Auction Catalogue

19 & 20 July 2017

Starting at 10:00 AM

.

Orders, Decorations, Medals and Militaria

Live Online Auction

Download Images

Lot

№ 181

.

19 July 2017

Estimate: £4,000–£5,000

Three: Captain B. Steel, Royal Naval Reserve, who as Marine Superintendent, White Star Line, at Southampton, was reputed to have been the last man to step off the R.M.S. Titanic having collected the vessel’s final muster list from Captain E. Smith prior to the start of her ill-fated maiden voyage

East and West Africa 1887-1900, 1 clasp, Benin 1897 (Lieut. B. Steel, R.N.R., H.M.S. Forte.); Transport 1899-1902, 1 clasp, S. Africa 1899-1902 (B. Steel.); Royal Naval Reserve Decoration, E.VII.R., silver and silver-gilt (hallmarks for London 1909), nearly extremely fine (3) £4000-5000

Benjamin Steel was born in Birkenhead, Cheshire, in 1863, and passed his Master’s exam at Liverpool in 1887. Joining the White Star Line in 1894, he served with the Royal Naval Reserve as Acting Lieutenant in H.M.S. Forte in the punitive naval expedition commanded by Rear-Admiral Rawson, and landed from the Squadron to punish the King of Benin for the massacre of the political expedition of 1897, ending in the capture of Benin City on 18 February 1897. Appointed Mate of the White Star Line’s S.S. Britannic in October 1899, he was awarded the Transport Medal for service as Chief Officer in that vessel the following year. After commanding the White Star Line’s S.S. Nomadic in 1902, he was appointed assistant Marine Superintendent at Liverpool in 1903, and became Southampton Marine Superintendent for the Line in 1908, a post he held until his retirement in 1927. He died at Eastleigh, Hampshire, in October 1944.

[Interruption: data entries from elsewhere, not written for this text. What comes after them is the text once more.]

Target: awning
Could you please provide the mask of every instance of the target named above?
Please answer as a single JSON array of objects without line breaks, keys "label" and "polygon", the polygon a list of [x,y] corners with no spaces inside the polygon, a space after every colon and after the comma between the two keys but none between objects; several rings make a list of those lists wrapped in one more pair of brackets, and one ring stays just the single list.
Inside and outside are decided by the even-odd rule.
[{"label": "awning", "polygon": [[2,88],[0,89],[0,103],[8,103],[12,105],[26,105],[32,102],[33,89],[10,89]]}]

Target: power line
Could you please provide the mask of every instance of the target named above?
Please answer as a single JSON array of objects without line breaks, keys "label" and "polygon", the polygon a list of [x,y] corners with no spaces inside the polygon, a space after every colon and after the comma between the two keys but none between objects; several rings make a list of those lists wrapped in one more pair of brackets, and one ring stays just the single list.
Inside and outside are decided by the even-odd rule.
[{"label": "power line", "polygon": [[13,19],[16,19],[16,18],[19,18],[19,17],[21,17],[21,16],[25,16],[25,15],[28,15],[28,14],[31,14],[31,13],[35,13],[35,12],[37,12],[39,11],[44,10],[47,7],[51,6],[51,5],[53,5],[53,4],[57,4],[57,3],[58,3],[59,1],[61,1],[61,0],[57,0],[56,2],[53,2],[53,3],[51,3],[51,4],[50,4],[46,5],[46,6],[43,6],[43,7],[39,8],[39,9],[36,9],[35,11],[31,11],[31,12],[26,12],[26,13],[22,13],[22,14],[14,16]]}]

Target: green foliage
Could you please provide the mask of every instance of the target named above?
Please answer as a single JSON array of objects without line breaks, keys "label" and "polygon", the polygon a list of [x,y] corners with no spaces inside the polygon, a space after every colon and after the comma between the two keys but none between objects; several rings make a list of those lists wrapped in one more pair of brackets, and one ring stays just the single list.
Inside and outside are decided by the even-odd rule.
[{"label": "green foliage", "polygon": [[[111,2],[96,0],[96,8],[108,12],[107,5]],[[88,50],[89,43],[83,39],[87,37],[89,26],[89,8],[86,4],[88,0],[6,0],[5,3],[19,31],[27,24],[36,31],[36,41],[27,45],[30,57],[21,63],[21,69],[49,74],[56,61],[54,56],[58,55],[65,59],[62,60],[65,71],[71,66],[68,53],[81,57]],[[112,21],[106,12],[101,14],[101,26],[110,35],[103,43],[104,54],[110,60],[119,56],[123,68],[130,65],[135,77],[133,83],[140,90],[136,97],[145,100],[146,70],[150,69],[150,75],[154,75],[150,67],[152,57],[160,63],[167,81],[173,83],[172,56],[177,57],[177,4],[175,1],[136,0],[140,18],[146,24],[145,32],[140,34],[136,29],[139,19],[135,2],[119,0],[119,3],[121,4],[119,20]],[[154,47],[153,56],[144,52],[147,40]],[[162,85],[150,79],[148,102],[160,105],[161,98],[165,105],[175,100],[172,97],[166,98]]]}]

As the White Star Line’s Marine Superintendent at Southampton, it was Steel who collected the R.M.S.
Titanic’s muster list from Captain Edward Smith, and was reputedly therefore the last man to leave the Titanic prior to her embarking upon her maiden voyage from Southampton on 10 April 1912. Five days later she sank beneath the waves. Steel testified at the Wreck Commissioner’s Inquiry into the disaster, and when asked by counsel ‘Did you inspect the life boats to see whether they were properly equipped’, he replied, ‘I did in a general way, yes’.

Sold together with a photographic image of the
Titanic leaving Southampton on her maiden voyage, with Steel pictured sitting on the quayside.